L’ipotesi flat tax e quei precedenti nei paesi dell’est

I due partiti che hanno vinto le elezioni hanno promesso rispettivamente reddito di cittadinanza e flat tax. La forza politica che più è stata penalizzata dagli elettori, il Pd, ha avuto come unico centro della sua campagna elettorale proprio l’opposizione alla flat tax.
Si può benissimo pensare che gli italiani fossero ansiosi di affidarsi al primo pifferaio disponibile. Oppure si può pensare che il successo di flat tax e reddito di cittadinanza segnali dei problemi ai quali sarebbe opportuno rispondere, senza mettere però a repentaglio le finanze pubbliche.
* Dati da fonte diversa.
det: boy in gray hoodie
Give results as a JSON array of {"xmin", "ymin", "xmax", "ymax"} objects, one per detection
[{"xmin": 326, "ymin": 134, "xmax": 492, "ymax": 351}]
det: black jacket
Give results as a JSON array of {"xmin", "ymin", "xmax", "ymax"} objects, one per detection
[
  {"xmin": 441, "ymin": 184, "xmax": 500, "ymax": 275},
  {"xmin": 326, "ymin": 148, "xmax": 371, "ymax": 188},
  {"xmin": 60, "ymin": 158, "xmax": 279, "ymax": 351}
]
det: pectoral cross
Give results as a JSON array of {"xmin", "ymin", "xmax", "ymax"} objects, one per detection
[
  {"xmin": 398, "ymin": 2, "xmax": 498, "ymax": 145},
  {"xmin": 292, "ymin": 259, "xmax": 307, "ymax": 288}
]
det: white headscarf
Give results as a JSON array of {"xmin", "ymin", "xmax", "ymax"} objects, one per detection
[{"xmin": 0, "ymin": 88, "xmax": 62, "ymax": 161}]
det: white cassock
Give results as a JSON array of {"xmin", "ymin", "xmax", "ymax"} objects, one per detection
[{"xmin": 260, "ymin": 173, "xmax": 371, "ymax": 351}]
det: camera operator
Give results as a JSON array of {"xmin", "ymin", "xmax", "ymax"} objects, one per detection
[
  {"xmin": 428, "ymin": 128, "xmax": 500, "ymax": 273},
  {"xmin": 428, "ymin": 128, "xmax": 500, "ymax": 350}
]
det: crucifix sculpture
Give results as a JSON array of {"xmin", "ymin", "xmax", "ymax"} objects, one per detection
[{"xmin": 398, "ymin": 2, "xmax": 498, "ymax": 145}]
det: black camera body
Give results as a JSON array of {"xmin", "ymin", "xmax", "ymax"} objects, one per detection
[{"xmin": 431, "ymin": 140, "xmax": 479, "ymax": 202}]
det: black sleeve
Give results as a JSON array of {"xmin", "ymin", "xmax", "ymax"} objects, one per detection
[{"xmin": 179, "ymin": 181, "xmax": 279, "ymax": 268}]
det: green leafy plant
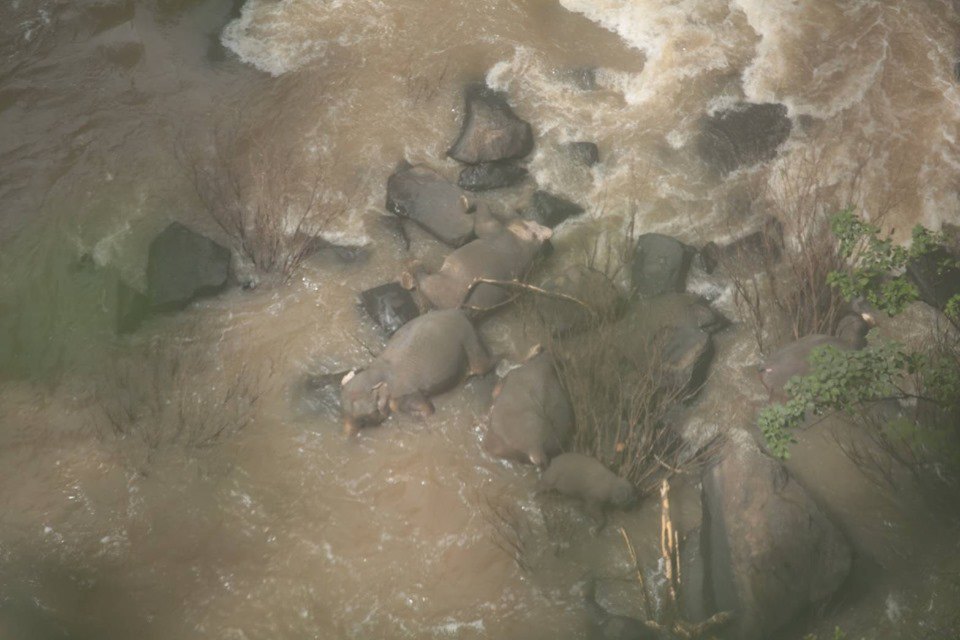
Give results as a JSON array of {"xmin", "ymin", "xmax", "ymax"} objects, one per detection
[{"xmin": 758, "ymin": 209, "xmax": 960, "ymax": 484}]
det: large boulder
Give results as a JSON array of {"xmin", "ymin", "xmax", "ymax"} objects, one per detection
[
  {"xmin": 630, "ymin": 233, "xmax": 693, "ymax": 298},
  {"xmin": 447, "ymin": 84, "xmax": 533, "ymax": 164},
  {"xmin": 360, "ymin": 282, "xmax": 420, "ymax": 336},
  {"xmin": 457, "ymin": 162, "xmax": 527, "ymax": 191},
  {"xmin": 907, "ymin": 247, "xmax": 960, "ymax": 309},
  {"xmin": 701, "ymin": 430, "xmax": 852, "ymax": 640},
  {"xmin": 147, "ymin": 222, "xmax": 230, "ymax": 311},
  {"xmin": 521, "ymin": 191, "xmax": 583, "ymax": 229},
  {"xmin": 387, "ymin": 162, "xmax": 474, "ymax": 247},
  {"xmin": 696, "ymin": 103, "xmax": 793, "ymax": 175}
]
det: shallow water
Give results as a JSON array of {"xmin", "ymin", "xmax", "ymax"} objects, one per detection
[{"xmin": 0, "ymin": 0, "xmax": 960, "ymax": 638}]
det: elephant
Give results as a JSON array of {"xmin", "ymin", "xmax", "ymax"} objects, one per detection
[
  {"xmin": 538, "ymin": 453, "xmax": 636, "ymax": 528},
  {"xmin": 483, "ymin": 345, "xmax": 573, "ymax": 467},
  {"xmin": 401, "ymin": 218, "xmax": 553, "ymax": 309},
  {"xmin": 760, "ymin": 313, "xmax": 874, "ymax": 400},
  {"xmin": 340, "ymin": 309, "xmax": 495, "ymax": 435}
]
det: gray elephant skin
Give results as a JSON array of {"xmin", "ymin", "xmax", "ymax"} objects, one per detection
[
  {"xmin": 483, "ymin": 349, "xmax": 573, "ymax": 467},
  {"xmin": 403, "ymin": 220, "xmax": 552, "ymax": 309},
  {"xmin": 340, "ymin": 309, "xmax": 494, "ymax": 435}
]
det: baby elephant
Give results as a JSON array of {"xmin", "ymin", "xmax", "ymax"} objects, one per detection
[
  {"xmin": 401, "ymin": 219, "xmax": 553, "ymax": 309},
  {"xmin": 340, "ymin": 309, "xmax": 494, "ymax": 435},
  {"xmin": 539, "ymin": 453, "xmax": 636, "ymax": 529},
  {"xmin": 483, "ymin": 348, "xmax": 573, "ymax": 467}
]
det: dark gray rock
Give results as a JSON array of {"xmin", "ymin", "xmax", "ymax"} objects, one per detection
[
  {"xmin": 447, "ymin": 84, "xmax": 533, "ymax": 164},
  {"xmin": 563, "ymin": 67, "xmax": 599, "ymax": 91},
  {"xmin": 630, "ymin": 233, "xmax": 693, "ymax": 298},
  {"xmin": 701, "ymin": 431, "xmax": 852, "ymax": 640},
  {"xmin": 114, "ymin": 279, "xmax": 150, "ymax": 335},
  {"xmin": 696, "ymin": 103, "xmax": 793, "ymax": 175},
  {"xmin": 457, "ymin": 162, "xmax": 527, "ymax": 191},
  {"xmin": 563, "ymin": 142, "xmax": 600, "ymax": 167},
  {"xmin": 907, "ymin": 248, "xmax": 960, "ymax": 309},
  {"xmin": 147, "ymin": 222, "xmax": 230, "ymax": 311},
  {"xmin": 387, "ymin": 163, "xmax": 474, "ymax": 247},
  {"xmin": 360, "ymin": 282, "xmax": 420, "ymax": 336},
  {"xmin": 536, "ymin": 264, "xmax": 622, "ymax": 335},
  {"xmin": 521, "ymin": 191, "xmax": 583, "ymax": 229},
  {"xmin": 694, "ymin": 218, "xmax": 783, "ymax": 273}
]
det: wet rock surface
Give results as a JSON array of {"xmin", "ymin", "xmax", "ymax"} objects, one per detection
[
  {"xmin": 562, "ymin": 142, "xmax": 600, "ymax": 167},
  {"xmin": 631, "ymin": 233, "xmax": 693, "ymax": 298},
  {"xmin": 447, "ymin": 84, "xmax": 533, "ymax": 164},
  {"xmin": 522, "ymin": 191, "xmax": 584, "ymax": 229},
  {"xmin": 457, "ymin": 162, "xmax": 527, "ymax": 191},
  {"xmin": 701, "ymin": 432, "xmax": 852, "ymax": 640},
  {"xmin": 386, "ymin": 163, "xmax": 473, "ymax": 247},
  {"xmin": 696, "ymin": 103, "xmax": 793, "ymax": 175},
  {"xmin": 147, "ymin": 222, "xmax": 230, "ymax": 311},
  {"xmin": 360, "ymin": 282, "xmax": 420, "ymax": 336}
]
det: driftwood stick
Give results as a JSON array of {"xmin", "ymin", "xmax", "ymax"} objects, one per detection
[
  {"xmin": 620, "ymin": 527, "xmax": 653, "ymax": 620},
  {"xmin": 460, "ymin": 278, "xmax": 597, "ymax": 316}
]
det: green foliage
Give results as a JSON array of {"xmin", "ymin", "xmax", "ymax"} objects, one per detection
[
  {"xmin": 757, "ymin": 342, "xmax": 915, "ymax": 459},
  {"xmin": 757, "ymin": 209, "xmax": 960, "ymax": 458},
  {"xmin": 827, "ymin": 209, "xmax": 960, "ymax": 316}
]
Chi vorrebbe una tassa piatta esprime una domanda di radicale semplificazione del fisco. La richiesta di un reddito di cittadinanza sottintende una critica al modo in cui funziona lo Stato sociale: generoso con le classi medie, che sanno presentare domande ben compilate e riescono a usufruire di ogni detrazione disponibile, ma assente per i più poveri.
Sin dalla scorsa estate, Nicola Rossi e l’Istituto Bruno Leoni hanno presentato una proposta che unisce aliquota unica e «minimo vitale»: ovvero una misura di contrasto alla povertà a «vocazione» universalistica. «Vocazione» perché questo «minimo vitale» sarebbe differenziato geograficamente e per dimensione del nucleo familiare, indipendente dallo stato professionale dei singoli ma non incondizionato. Implicherebbe l’abolizione dell’attuale congerie di prestazioni assistenziali. La sua erogazione, dopo i primi tre anni, andrebbe a trasformarsi in una sorta di «sussidio contributivo», nella speranza che ciò possa ridurre l’effetto sull’offerta di lavoro.
Ibl propone un’aliquota del 25%. A quel livello non verrebbe fissata solo l’imposta sul reddito, ma anche altre, abolendo contestualmente Irap, Imu e Tasi.
Gli avversari della flat tax hanno quattro argomenti: le difficoltà di finanziamento, la compatibilità costituzionale, l’iniquità, le difficoltà «politiche» della riforma.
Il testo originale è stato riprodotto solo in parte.